August 26, 2008
Walter Bright wrote:
> Yigal Chripun wrote:
>> a) people here said that a virtual call will make it slow. How much
>> slow? how much of an overhead is it on modern hardware considering also
>> that this is a place where hardware manufacturers spend time on
>> optimizations?
> 
> Virtual function calls have been a problem for hardware optimization. Direct function calls can be speculatively executed, but not virtual ones, because the hardware cannot predict where it will go. This means virtual calls can be much slower than direct function calls.

What about for software optimization?

I seem to remember reading something about the Objective-C compiler maybe six or eight months ago talking about some of its optimization techniques.

Obj-C uses a message-passing idiom, and all messages use dynamic dispatch, since the list of messages an object can receive is not fixed at compile-time.

If I remember correctly, this article said that the dynamic dispatch expense only had to be incurred once, upon the first invocation of each message type. After that, the address of the appropriate function was re-written in memory, so that it pointed directly to the correct code. No more dynamic dispatch. Although the message handlers aren't resolved until runtime, once invoked, they'll always use the same target.

Or some thing like that.

It was an interesting read. I'll see if I can find it.

--benji
August 26, 2008
superdan wrote:
> Christopher Wright Wrote:
> 
>> superdan wrote:
>>>> class LinkedList(T)
>>>> {
>>>> 	Node!(T) head;
>>>>
>>>> 	/** Gets the ith item of the list. Throws: SIGSEGV if i >= length of the list. Time complexity: O(N) for a list of length N. This operation is provided for completeness and not recommended for frequent use in large lists. */
>>>> 	T opIndex(int i)
>>>> 	{
>>>> 		auto current = head;
>>>> 		while (i)
>>>> 		{
>>>> 			current = current.next;
>>>> 		}
>>>> 		return current.value;
>>>> 	}
>>>> }
>>> oopsies. houston we got a problem here. problem is all that pluggable sort business works only if it can count on a constant time opIndex. why? because sort has right in its spec that it takes o(n log n) time. if u pass LinkedList to it you obtain a nonsensical design that compiles but runs afoul of the spec. because with that opIndex sort will run in quadratic time and no amount of commentin' is gonna save it from that.
>> WRONG!
>> Those sorting algorithms are correct.

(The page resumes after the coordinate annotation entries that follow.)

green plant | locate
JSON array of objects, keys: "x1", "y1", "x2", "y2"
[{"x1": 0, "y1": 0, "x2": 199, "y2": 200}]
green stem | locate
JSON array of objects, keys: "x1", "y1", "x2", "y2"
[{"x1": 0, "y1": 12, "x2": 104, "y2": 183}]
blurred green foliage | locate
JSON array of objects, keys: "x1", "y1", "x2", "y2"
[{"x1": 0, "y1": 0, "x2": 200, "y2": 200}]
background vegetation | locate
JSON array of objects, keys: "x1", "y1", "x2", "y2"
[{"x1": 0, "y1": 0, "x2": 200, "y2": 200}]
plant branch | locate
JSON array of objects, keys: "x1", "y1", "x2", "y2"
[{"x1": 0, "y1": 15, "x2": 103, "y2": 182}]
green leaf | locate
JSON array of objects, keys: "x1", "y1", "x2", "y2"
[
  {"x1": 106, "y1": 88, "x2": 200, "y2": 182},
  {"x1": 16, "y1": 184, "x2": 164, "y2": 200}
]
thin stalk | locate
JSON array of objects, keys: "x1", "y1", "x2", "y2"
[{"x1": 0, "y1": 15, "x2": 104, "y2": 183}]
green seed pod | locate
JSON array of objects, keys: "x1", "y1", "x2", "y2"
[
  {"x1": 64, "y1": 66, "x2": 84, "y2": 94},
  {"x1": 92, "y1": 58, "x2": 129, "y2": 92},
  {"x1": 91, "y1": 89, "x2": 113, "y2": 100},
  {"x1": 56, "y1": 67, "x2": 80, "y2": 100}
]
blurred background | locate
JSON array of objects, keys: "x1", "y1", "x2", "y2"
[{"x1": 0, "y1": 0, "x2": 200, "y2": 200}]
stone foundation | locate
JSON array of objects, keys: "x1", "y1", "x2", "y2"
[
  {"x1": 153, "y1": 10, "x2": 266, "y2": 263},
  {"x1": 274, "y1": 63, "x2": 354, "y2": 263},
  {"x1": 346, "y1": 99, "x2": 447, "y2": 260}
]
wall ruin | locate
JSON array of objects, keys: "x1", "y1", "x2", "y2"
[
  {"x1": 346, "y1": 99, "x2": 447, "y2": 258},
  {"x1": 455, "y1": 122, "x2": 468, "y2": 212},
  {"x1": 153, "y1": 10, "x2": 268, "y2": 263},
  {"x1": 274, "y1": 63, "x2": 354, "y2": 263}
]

Their runtime is now O(n^2 log n) for this linked list.
> 
> you got the wrong definition of correct. sort became a non-scalable algo from a scalable algo. whacha gonna say next. bubble sort is viable?!?

No, YOU got the wrong definition of correct. "Correct" and "scalabale" are different words. As are "correct" and "viable". In Java, I've been known to index into linked lists... usually ones with ~5 elements, but I've done it.

>>> this design is a stillborn.
>>>
>>> what needs done is to allow different kinds of containers implement different interfaces. in fact a better way to factor things is via iterators, as stl has shown.
>> You didn't ask for an O(1) opIndex on a linked list. You asked for a correct opIndex on a linked list.
> 
> the correct opIndex runs in o(1).

No, the SCALABLE opIndex runs in O(1). The CORRECT opIndex can run in O(n^n) and still be correct.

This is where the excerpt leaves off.